Inga looked confused, so Boston explained a little more. “We started on Avalon eleven or twelve hundred years in the future. We traveled into the past through a thing called the Heart of Time.”
Inga’s eyes got big. “I saw the great crystal. Kirstie said it remembered all of the past, but I did not know it had such magic.”
Boston shook her head. “Not magic. Like magic, but I think it is more a natural device, in a way. Certain crystals have the capacity for massive memory storage…” Boston stopped. “Sorry. I’m an electrical engineer. You don’t need the specifications, which you probably would not understand anyway. Besides, as an elf, my inclination is to say, yes, it is deep and mysterious magic, and make a spooky face, and grin.” Boston grinned.
Inga laughed. “I believe I understand just fine.”
“Oh,” Boston pointed. Elder Stow and Sukki came through the time gate. They appeared to be carrying the wagon, but Boston knew they were merely directing it to the shore. Elder Stow had it floating along above the water, lifted by a half-dozen discs tuned to his flotation device.
Elder Stow collected the discs and flew back through the time gate before he could be introduced. Sukki simply said, “Be right back,” and she followed Elder Stow through the air and vanished over the water. Inga watched. She squinted but could not say how the magic was done, or perhaps more accurately, where the people went. Boston took a second to look at the five men and two women who stood on the shore. They seemed to be patiently waiting for something. She wondered if maybe they were some sort of elder council. The rest of the crowd stood a few feet behind the council.
“Kirstie is on her way back to the village,” Inga said. “I expect her in a week or two.”
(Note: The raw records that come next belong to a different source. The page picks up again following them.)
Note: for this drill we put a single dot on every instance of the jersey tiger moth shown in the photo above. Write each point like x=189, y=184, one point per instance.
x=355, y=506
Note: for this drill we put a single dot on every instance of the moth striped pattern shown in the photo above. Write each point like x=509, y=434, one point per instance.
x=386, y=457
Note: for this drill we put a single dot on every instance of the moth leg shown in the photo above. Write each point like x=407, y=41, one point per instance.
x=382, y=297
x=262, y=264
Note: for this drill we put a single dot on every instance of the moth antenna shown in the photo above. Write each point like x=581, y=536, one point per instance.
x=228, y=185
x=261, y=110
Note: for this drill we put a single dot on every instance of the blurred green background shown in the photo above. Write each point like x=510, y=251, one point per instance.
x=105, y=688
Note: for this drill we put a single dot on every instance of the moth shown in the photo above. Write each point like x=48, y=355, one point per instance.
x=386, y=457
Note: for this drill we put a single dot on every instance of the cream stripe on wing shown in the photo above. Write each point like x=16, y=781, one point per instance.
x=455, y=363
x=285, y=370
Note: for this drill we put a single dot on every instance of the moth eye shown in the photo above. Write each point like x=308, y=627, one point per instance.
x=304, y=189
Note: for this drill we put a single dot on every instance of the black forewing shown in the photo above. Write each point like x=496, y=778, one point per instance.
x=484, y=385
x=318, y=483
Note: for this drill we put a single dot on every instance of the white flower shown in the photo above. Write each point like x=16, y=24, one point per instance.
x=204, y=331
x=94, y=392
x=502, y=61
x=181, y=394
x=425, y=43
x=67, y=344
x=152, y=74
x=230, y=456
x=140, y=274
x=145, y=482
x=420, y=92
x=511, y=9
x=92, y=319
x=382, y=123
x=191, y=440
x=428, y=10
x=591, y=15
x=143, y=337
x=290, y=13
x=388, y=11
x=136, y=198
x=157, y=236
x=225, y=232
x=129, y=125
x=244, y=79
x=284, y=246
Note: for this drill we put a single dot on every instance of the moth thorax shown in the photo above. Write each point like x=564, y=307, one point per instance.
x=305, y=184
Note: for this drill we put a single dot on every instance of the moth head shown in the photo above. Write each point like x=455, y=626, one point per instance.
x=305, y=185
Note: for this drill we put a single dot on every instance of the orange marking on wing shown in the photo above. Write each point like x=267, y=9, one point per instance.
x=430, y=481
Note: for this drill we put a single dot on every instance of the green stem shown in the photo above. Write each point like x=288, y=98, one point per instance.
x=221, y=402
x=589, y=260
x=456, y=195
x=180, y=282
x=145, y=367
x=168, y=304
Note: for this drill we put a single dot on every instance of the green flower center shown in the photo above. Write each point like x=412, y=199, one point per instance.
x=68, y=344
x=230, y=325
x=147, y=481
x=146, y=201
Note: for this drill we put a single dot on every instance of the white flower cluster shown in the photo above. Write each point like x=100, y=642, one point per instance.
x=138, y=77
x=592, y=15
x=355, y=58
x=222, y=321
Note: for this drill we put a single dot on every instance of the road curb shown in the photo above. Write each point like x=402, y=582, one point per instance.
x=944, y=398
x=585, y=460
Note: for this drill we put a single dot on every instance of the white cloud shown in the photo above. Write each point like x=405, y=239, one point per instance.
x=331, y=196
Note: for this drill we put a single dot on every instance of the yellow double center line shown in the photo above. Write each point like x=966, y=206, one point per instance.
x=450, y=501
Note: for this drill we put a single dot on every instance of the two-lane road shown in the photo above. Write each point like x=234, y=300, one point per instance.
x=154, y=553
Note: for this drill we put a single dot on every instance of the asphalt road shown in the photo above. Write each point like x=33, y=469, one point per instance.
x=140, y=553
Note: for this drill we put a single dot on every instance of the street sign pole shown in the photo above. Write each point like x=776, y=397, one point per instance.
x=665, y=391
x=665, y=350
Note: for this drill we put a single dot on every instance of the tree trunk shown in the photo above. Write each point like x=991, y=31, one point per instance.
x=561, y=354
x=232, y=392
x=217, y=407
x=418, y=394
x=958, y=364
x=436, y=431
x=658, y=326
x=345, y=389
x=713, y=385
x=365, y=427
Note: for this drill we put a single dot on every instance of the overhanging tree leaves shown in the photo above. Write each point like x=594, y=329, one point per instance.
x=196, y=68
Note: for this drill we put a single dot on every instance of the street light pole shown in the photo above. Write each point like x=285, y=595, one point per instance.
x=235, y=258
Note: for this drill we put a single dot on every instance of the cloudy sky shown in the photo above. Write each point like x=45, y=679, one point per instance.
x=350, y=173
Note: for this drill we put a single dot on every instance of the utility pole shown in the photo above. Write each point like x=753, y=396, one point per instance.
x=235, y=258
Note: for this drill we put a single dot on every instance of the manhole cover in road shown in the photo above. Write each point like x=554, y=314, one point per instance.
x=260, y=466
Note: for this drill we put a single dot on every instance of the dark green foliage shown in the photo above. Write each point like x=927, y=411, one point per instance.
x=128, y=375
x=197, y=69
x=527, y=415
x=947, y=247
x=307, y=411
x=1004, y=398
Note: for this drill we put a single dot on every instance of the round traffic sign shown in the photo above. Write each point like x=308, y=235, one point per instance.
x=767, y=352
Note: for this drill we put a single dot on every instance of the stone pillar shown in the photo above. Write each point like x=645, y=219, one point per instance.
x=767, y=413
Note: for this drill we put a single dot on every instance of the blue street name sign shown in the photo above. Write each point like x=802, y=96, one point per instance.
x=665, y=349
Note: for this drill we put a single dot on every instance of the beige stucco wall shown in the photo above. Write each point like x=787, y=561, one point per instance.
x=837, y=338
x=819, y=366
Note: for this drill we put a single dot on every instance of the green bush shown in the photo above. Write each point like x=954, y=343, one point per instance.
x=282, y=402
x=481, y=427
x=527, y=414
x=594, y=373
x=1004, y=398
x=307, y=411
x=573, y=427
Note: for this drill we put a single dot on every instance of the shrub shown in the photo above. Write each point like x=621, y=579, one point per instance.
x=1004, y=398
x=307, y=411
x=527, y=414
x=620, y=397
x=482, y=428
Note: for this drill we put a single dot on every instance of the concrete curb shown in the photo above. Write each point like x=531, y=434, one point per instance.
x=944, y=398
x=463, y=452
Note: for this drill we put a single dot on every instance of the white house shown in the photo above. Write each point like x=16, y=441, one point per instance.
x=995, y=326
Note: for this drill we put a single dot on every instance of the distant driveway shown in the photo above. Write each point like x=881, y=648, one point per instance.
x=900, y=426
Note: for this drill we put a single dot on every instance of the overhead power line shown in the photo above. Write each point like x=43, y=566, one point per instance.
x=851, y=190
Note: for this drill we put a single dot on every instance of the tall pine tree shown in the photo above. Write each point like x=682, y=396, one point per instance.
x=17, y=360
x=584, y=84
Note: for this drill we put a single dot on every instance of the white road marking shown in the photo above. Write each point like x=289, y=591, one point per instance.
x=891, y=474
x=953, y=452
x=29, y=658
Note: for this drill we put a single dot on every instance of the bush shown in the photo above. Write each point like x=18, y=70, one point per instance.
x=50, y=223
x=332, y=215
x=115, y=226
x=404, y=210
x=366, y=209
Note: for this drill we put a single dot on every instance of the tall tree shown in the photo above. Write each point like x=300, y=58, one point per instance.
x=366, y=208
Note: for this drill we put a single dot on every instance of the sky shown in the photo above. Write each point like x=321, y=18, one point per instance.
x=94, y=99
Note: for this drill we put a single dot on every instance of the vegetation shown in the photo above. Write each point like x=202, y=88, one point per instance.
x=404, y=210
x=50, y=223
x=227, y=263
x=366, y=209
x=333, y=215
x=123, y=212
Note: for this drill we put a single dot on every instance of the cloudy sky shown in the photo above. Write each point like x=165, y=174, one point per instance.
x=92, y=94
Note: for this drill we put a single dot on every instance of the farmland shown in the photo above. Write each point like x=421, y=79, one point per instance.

“That should be interesting,” Boston said. “Maybe we can stay here for a week or two and wait for her. That would beat having to chase her all over the roads. You do have roads?”
Inga said they did. “But they are not especially good for a big wagon like yours. Our road is mostly the sea.”
“So, would you mind if we stay here for a while?” Boston asked.
“That depends on how much you eat,” Inga smiled. She did not have the lips for a good elf grin.
“Like an elf,” Boston answered with a straight face before the two laughed softly.
“There is one thing,” Inga said, and lowered her voice in a way that got all of Boston’s attention. “There have been three unexpected deaths this season. All three were found in the wilderness, outside the village itself, where no one else was around. We found the bones, twice. The third time, men rushed into the woods on the hill and must have scared away whatever it was. We found Earika, a young wife and mother. She had not been eaten like the others, but all of the blood had been drained from her body.”
“Flesh Eaters.” Boston voiced her suspicion just before the others began to come through the time gate.